Ms. Goddard purchases chocolate in bulk, and tempers it herself. She does not have a tempering machine; instead, she prefers to stir her chocolate by hand while keeping an eye on the temperature. Tempering involves heating and cooling chocolate until it reaches the optimal texture for confectioneries.
“You always test chocolate when you’re tempering, because if you don’t test it and it’s not tempered, everything you do will not work,” she said.
For one of her latest batches, a custom flavor titled “Almond Indulgence,” Ms. Goddard wanted a smooth matte finish for the base. She waited until her dark chocolate mix reached 32.8 degrees Celcius, and then poured it over several plastic molds.
“I’ll finish that probably tomorrow, because usually what happens is that chocolate needs to crystallize,” Ms. Goddard explained as she worked. “And it takes about 24 hours, because when it crystallizes, it shrinks a little bit. So you don’t want any gap between sealing them, and then whatever your filling is.”

Once 24 hours have passed, she will add a filling — in this case, an almond gianduja made from freshly ground almond butter and dark chocolate — and then let the chocolates rest in the refrigerator for 15-20 minutes. After that, they are ready for sale.

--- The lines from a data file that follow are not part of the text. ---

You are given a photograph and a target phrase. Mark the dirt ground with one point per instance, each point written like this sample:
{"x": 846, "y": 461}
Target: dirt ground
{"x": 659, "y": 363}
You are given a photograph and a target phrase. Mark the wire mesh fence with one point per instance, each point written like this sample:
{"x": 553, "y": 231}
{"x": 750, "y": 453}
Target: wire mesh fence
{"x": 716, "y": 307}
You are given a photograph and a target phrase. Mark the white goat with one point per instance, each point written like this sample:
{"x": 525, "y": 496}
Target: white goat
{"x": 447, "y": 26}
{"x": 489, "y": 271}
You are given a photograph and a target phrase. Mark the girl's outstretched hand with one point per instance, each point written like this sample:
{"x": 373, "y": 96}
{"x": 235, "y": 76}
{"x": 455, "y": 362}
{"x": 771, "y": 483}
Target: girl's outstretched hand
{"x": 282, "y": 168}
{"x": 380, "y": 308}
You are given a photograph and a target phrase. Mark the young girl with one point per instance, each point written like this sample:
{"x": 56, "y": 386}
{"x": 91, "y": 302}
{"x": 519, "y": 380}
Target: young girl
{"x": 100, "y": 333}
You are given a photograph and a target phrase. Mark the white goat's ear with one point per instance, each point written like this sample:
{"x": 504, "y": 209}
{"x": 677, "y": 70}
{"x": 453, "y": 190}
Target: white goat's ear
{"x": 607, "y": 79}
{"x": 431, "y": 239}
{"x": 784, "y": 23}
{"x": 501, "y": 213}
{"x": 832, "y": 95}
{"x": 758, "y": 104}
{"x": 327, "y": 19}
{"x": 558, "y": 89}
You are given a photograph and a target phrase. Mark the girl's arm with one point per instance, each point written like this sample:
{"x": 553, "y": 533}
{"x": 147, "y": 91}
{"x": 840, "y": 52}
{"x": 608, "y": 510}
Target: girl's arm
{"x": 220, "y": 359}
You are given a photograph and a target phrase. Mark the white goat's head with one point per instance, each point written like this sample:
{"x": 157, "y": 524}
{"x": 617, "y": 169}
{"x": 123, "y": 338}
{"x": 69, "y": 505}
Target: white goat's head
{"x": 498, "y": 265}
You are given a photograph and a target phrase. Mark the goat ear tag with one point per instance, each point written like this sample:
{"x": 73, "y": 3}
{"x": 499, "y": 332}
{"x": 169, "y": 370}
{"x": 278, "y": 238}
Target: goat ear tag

Ms. Goddard works with several types of chocolate, from white to milk to ultra-dark and all the tiers in between. She purchases her stock directly from France and Belgium, which can become quite expensive at over $200 for a 22-pound bag, she said.
However, it pays off to create her selection of artisanal flavors, with classics like peanut butter and mint meltaways, and more indulgent options like tequila lime or caramel macchiato.
For the future, Ms. Goddard said she’s considering buying a cocoa butter printer for even more precise designs that she can “print” directly onto her chocolates.
“It’s creative, it’s technical. What I do like about chocolate is that it doesn’t stay behind; it’s not a ‘thing.’ You eat it,” Ms. Goddard said. “If it can’t be artistic and creative, I’m not going to do it. And that’s the way I’ve always been.”